Un contexte historico-subjectif
Ce n’est pas la première fois que Sofia Coppola axe la trame d’un de ses films sur un cadre historique mêlant batailles et révoltes. À l’instar de Marie-Antoinette sorti dans les salles voilà déjà onze ans, Les Proies se déroule trois ans après le début de la guerre civile américaine opposant les États-Unis d’Amérique dirigés par Abraham Lincoln aux États confédérés d’Amérique dirigés par Jefferson Davis.
Ainsi, la vie du pensionnat pour jeunes filles tenu par Miss Martha est rythmée par les confrontations à quelques pas de là et par les mouvements des troupes. Ces dernières passent régulièrement devant le portail d’entrée du pensionnat. Un chiffon bleu indique d’ailleurs aux confédérés la présence d’un ennemi dans la demeure. Mais sa symbolique revêt rapidement une autre signification.
Contemplations que vous ne sauriez voir
Les Proies est l’occasion une fois de plus pour Sofia Coppola d’imprimer sa touche, misant sur un « décalé » servant magnifiquement ses plans. Les lumières et les couleurs rappellent celles de ses précédentes réalisations, à l’instar de Lost in Translation. Quant aux décors et aux costumes, on apprécie à sa juste valeur la minutie des équipes d’Anne Ross et de Stacey Battat, frôlant l’excellence.
Pourtant, on ne peut passer à côté des longueurs de certaines séquences, et ce, malgré le casting redoutable porté par Colin Farrell et Nicole Kidman, sans oublier deux des égéries de Sofia Coppola : Kristen Dunst et Elle Fanning. Leurs interprétations respectives sont tout à fait honnêtes, mais la démarche contemplative de la réalisatrice tend à maintenir le scénario en surface. À moins que…
Trame et sens cachés
Dans son observation de monde, de l’Histoire, des gens. Mais aussi dans sa volonté de contempler en retranscrivant le plus fidèlement possible la réalité des faits, leurs causes et leurs conséquences, Sofia Coppola semble chercher la naissance d’une histoire parallèle qui permettrait de distinguer les véritables proies de celles qui n’en ont que l’air.
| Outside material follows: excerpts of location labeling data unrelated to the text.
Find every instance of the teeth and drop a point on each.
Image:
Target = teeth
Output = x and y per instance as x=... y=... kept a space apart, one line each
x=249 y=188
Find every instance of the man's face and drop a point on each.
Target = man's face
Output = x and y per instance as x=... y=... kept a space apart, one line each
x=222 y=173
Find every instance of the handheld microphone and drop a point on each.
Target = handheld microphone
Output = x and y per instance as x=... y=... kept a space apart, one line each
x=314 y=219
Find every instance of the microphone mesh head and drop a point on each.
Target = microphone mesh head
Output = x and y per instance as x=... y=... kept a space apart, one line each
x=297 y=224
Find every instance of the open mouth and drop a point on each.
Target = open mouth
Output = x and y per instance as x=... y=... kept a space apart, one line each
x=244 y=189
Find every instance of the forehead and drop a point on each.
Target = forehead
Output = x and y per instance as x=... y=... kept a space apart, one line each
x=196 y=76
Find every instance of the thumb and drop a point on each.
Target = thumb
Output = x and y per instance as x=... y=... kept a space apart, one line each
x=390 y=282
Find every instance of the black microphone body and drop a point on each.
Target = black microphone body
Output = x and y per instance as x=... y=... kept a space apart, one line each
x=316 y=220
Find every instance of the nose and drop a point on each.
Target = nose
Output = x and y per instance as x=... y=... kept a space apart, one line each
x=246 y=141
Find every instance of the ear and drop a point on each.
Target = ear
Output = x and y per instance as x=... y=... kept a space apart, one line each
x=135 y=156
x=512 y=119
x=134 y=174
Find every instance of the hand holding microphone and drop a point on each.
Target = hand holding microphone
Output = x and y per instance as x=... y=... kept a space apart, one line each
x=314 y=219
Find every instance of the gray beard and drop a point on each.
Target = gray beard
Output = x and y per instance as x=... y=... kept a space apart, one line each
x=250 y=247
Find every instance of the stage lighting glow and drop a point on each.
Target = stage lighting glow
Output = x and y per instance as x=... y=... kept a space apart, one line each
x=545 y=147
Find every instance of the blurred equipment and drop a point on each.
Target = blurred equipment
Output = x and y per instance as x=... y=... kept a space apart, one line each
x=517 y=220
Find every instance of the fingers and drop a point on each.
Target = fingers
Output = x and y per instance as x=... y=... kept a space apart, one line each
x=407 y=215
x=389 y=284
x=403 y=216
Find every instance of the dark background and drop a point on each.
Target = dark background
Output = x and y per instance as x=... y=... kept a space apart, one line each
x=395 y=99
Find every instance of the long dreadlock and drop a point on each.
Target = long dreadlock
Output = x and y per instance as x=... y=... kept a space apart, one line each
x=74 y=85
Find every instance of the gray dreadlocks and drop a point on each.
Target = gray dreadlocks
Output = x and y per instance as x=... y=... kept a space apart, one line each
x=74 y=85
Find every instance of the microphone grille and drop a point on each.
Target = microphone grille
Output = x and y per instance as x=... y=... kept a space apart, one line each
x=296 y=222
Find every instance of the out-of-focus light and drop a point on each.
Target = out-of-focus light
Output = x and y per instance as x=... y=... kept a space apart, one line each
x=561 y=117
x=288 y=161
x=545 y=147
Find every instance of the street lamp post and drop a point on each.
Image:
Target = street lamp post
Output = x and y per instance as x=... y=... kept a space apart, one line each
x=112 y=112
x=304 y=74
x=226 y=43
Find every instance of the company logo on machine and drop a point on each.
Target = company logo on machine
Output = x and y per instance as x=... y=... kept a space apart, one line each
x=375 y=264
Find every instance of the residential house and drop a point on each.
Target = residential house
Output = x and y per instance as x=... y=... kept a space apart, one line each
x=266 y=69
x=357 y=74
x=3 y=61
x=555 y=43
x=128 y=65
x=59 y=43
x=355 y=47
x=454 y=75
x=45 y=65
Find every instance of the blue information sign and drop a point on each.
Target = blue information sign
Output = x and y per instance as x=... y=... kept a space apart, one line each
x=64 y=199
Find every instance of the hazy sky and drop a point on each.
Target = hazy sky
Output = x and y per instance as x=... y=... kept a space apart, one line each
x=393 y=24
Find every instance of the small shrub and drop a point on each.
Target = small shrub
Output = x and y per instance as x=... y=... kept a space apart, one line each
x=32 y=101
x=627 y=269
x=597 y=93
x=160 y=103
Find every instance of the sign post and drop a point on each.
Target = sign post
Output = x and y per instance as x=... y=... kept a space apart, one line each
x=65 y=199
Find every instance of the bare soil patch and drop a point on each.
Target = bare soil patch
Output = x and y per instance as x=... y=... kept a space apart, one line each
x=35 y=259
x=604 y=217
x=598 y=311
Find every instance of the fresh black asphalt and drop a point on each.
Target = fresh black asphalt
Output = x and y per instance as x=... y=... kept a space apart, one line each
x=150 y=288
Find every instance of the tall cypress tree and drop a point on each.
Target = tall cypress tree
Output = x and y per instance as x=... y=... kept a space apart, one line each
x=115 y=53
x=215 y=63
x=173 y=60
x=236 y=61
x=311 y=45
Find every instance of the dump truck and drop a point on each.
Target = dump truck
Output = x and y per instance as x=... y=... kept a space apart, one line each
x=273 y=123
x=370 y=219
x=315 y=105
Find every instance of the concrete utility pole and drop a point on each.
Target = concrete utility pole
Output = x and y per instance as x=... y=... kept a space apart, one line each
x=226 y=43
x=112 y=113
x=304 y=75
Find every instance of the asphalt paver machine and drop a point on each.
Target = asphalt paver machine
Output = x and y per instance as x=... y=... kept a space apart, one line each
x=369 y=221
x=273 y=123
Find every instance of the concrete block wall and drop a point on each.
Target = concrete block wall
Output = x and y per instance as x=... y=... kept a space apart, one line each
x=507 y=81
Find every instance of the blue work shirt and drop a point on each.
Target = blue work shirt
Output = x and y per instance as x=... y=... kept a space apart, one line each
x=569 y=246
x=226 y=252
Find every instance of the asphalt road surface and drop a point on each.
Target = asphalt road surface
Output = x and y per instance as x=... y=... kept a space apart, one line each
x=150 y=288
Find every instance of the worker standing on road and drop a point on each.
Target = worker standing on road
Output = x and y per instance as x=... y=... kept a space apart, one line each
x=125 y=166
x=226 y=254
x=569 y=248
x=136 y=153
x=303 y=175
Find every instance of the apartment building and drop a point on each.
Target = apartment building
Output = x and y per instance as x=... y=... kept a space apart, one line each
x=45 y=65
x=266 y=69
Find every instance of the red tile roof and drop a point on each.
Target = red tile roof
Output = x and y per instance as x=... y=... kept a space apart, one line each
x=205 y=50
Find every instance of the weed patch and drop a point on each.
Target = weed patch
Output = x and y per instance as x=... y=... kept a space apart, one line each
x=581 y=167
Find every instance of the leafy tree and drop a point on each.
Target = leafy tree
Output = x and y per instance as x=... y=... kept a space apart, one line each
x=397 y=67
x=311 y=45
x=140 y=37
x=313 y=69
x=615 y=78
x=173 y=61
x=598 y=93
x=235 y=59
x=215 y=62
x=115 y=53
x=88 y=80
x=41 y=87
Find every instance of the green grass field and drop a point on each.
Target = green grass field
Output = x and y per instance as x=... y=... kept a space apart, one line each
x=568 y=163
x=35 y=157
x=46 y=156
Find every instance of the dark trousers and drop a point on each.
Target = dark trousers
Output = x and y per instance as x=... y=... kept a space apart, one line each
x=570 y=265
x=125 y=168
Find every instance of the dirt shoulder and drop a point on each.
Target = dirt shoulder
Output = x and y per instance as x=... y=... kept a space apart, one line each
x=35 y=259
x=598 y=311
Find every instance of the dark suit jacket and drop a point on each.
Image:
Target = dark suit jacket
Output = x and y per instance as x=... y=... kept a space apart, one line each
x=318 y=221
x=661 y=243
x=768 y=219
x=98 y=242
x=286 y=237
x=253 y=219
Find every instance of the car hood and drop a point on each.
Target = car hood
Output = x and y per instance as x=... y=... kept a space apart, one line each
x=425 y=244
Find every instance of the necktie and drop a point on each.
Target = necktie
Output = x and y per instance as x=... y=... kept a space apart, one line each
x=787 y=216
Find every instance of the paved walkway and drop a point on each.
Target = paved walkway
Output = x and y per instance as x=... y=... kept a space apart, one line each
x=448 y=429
Dans celui des comptines interprétées par ces jeunes filles du pensionnat de Miss Marthe réside justement la clef de décryptage permettant de dépasser la première signification des envies et des rivalités de chaque personnage, puis d’identifier les loups cachés dans la bergerie. Au jeu des intentions les plus pures, les plus blancs ne sont pas forcément ceux que l’on croit. Car derrière ces intentions les plus pures subsistent très souvent les desseins d’âmes apeurées, seules et perdues.